Setelah melakukan aksinya, SI diamankan polisi setelah sang suami melaporkannya secara resmi terkait tindak pidana kekerasan dalam rumah tangga (KDRT). Sebaliknya SI juga mempolisikan suaminya atas kasus yang sama. SI mengaku dianiaya suaminya sehingga terjadi pembacokan tersebut. Prahara yang dialami pasangan yang terbilang masih pengantin baru karena pernikahan baru berumur dua bulan ini diduga bermotif cemburu dan perselingkuhan.

Kapolres Sumbawa yang dikonfirmasi tadi malam melalui Kasat Reskrim, IPTU Tri Prasetiyo, membenarkan adanya kasus KDRT tersebut. Pasangan suami istri (pasutri) ini saling lapor dan keduanya akan diproses lebih lanjut.

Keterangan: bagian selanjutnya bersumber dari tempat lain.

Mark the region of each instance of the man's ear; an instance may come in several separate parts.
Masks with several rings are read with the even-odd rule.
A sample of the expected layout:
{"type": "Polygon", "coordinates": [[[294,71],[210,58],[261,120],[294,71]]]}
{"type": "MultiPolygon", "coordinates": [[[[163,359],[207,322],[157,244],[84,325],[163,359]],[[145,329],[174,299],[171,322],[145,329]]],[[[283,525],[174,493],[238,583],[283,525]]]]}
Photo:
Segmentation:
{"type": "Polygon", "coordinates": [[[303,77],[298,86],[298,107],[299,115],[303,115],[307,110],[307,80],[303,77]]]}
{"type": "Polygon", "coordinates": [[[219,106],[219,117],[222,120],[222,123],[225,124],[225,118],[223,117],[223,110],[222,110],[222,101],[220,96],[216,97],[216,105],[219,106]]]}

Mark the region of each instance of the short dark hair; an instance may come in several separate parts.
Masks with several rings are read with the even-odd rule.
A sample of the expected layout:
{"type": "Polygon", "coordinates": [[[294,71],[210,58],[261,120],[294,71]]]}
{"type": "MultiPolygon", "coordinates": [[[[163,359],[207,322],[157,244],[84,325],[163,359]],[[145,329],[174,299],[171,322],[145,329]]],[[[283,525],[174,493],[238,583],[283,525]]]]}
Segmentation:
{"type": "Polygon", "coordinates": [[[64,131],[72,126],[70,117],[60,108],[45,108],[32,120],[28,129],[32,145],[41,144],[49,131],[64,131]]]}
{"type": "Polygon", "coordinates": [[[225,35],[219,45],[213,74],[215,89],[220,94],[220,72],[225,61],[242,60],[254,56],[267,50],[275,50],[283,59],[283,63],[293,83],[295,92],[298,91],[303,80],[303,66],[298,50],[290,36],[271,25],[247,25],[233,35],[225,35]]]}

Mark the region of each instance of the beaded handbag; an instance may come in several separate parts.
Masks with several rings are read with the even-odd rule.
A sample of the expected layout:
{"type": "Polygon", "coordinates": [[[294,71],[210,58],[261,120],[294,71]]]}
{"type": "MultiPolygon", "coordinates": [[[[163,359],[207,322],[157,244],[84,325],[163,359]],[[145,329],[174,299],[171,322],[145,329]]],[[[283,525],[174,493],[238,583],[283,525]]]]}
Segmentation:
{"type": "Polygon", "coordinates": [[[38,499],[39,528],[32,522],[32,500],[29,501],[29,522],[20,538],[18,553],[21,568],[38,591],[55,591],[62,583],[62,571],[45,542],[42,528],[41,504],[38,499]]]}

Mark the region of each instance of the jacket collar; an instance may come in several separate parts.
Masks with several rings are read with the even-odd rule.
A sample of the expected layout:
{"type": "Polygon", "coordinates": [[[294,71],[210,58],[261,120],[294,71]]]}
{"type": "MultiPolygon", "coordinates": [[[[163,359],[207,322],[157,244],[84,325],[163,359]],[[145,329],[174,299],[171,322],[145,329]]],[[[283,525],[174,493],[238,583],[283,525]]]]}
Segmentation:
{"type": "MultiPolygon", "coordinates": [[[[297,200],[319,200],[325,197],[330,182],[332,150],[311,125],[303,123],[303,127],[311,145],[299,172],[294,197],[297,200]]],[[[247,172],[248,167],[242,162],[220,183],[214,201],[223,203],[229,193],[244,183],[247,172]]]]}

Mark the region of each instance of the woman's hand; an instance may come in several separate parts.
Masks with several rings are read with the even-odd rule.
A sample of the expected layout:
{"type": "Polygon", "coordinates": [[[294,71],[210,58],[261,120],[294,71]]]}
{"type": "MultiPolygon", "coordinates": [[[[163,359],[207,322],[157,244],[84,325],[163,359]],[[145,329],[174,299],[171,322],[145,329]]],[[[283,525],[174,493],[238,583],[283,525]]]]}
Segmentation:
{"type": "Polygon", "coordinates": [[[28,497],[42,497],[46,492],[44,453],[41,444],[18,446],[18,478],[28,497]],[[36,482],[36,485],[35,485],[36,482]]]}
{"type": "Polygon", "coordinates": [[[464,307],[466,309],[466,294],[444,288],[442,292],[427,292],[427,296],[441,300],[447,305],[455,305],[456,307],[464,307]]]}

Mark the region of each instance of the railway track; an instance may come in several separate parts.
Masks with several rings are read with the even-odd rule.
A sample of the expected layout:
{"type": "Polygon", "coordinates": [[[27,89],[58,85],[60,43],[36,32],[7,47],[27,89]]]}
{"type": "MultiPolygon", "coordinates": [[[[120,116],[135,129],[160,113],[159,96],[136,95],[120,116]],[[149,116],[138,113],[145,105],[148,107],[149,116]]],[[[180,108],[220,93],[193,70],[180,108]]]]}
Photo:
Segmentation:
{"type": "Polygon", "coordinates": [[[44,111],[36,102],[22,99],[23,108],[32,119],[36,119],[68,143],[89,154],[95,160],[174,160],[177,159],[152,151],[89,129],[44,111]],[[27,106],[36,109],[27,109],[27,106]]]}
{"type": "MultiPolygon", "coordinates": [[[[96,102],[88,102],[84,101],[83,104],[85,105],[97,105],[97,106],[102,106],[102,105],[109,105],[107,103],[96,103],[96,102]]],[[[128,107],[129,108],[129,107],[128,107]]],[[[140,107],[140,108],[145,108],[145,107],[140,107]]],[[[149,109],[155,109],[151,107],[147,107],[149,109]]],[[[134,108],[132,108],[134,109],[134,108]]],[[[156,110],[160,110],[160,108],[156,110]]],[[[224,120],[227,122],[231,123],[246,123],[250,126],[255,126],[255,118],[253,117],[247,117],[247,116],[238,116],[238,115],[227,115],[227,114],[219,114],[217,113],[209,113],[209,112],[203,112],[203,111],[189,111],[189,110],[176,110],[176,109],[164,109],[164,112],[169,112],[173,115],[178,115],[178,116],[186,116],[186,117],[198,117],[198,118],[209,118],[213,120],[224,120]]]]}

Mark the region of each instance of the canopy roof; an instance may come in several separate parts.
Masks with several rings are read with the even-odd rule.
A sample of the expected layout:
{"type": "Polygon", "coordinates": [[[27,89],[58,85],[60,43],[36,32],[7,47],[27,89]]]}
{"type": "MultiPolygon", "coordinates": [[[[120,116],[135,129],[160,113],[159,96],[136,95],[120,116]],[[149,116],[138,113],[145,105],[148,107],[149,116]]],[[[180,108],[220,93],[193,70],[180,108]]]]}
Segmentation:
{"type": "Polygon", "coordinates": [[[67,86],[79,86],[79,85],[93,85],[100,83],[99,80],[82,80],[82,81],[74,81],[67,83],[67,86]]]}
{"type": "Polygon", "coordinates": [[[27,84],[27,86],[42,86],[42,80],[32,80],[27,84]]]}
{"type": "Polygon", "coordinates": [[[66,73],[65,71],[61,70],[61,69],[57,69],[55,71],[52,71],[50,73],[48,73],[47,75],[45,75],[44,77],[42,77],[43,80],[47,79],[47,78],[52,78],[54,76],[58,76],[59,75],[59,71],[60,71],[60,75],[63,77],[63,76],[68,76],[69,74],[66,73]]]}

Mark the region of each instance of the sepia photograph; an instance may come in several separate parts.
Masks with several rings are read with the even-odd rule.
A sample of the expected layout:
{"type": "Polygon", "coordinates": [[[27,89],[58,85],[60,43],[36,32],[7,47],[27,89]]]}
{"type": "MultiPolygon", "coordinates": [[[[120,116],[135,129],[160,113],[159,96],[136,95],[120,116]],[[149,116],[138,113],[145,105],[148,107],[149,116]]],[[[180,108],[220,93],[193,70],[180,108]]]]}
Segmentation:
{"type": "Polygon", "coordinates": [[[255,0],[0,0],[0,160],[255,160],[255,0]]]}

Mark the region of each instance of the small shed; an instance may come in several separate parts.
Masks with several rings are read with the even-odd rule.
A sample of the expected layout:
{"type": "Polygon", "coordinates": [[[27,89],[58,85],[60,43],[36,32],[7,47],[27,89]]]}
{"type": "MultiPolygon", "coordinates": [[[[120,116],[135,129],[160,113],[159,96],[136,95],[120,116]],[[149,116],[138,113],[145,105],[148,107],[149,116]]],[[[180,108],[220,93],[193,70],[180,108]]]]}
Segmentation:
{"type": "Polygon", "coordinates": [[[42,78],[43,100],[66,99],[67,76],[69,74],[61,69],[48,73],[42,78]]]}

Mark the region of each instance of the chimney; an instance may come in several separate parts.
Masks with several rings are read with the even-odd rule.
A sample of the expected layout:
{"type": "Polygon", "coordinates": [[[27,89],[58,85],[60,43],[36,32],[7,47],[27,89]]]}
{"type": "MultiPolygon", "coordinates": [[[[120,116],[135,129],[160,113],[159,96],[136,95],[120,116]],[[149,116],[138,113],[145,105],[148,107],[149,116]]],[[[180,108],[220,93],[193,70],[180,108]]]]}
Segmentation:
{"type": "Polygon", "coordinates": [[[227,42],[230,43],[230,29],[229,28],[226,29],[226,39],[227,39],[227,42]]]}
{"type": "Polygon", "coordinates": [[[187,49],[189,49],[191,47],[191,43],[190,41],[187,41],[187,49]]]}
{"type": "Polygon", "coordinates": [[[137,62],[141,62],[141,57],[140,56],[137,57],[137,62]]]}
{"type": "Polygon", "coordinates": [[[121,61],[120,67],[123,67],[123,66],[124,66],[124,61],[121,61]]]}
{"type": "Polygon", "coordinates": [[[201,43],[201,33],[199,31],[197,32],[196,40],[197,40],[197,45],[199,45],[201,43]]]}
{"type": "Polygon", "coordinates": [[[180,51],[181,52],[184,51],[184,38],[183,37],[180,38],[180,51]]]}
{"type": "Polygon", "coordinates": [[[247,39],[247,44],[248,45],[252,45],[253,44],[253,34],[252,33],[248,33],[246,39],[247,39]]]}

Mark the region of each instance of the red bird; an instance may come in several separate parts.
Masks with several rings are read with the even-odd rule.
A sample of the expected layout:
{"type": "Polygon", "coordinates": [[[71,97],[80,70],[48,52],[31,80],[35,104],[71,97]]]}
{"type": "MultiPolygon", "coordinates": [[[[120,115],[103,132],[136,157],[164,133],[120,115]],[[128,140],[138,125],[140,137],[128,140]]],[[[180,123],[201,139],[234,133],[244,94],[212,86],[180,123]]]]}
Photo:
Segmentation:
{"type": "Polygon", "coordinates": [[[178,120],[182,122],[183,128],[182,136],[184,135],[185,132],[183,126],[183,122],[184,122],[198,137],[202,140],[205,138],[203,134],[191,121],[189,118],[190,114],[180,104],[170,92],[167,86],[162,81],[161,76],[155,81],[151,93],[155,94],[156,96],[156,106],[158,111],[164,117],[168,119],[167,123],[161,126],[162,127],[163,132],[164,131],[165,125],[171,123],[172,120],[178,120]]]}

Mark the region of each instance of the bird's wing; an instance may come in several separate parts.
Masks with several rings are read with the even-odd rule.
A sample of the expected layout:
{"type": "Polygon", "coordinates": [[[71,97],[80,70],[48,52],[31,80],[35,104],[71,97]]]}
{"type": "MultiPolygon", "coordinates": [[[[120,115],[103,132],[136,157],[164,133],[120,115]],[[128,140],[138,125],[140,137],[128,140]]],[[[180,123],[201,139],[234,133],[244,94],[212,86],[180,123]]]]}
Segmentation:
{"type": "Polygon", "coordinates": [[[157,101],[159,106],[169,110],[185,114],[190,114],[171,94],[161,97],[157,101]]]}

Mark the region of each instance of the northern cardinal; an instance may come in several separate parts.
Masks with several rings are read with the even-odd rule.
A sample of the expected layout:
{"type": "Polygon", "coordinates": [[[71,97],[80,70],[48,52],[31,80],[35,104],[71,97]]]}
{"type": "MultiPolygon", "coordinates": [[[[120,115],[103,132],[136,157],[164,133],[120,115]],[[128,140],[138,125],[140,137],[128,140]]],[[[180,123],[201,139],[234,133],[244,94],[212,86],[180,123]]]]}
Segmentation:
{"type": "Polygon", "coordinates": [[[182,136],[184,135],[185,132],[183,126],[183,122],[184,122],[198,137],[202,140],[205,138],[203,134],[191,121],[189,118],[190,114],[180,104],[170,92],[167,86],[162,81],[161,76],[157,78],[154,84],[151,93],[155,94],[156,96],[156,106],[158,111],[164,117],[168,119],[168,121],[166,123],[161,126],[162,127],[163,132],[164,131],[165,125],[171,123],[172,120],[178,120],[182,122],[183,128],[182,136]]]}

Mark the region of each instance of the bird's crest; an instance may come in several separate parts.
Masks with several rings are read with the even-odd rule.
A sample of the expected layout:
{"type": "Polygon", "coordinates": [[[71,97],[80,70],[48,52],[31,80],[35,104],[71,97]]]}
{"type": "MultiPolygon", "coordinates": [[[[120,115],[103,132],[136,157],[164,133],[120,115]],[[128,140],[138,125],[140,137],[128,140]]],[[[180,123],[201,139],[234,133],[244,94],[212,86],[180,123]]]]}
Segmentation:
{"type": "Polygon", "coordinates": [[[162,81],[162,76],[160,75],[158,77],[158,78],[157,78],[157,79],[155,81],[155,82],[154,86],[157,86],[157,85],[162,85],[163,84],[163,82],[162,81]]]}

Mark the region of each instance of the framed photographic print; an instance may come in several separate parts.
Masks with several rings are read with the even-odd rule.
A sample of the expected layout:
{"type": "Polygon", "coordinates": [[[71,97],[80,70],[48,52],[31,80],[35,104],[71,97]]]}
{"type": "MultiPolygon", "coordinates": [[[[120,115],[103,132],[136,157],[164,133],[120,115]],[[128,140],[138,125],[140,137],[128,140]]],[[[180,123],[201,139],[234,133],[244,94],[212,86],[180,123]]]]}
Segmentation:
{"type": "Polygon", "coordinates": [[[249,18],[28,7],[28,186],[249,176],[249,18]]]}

Kasus KDRT ini terjadi di kamar kost-kosan tempat tinggal keduanya wilayah Desa Labuan Sumbawa. Berawal dari istri yang mendapat informasi kalau suaminya selingkuh. Saat suami pulang ke rumah terjadi percekcokan. Menurut pengakuan istri di hadapan penyidik PPA Reskrim, dia hendak bunuh diri dengan mengambil sebilah badik di dalam lemari. Karena melihat istrinya mau bunuh diri, sang suami berusaha mencegah. Entah bagaimana terjadi perkelahian dan sempat saling gigit menyebabkan suaminya terluka. Namun pengakuan sang suami ungkap IPTU Tri—sapaan singkat Kasat Reskrim, sang istrilah yang melakukan penyerangan karena cemburu buta. “Kami menerima dua laporan dari isteri dan dari suami,” kata perwira ramah ini.

Baca Juga  Hasil Pengembangan, SK Diduga Pengedar Narkoba

Terhadap laporan ini, pihaknya akan melakukan tindakan hukum dengan mengamankan istri. Sedangkan suaminya yang sempat dirawat di IGD RSUD Sumbawa belum dapat di BAP karena masih sakit. Mengenai perlakuan hukum terhadap keduanya, Kasat Tri menjelaskan karena ini merupakan KDRT dalam keluarga, yang di dalamnya terdapat unsur murni dan unsur aduan. Dalam perjalanannya nanti akan diserahkan kepada kedua belah pihak, apakah ada upaya kekeluargaan atau diteruskan sampai ke meja hijau. “Untuk pembuktian mana yang dianiaya dan yang menganiaya untuk sementara ini belum bisa dipastikan karena belum melakukan pemeriksaan secara utuh,” ucapnya.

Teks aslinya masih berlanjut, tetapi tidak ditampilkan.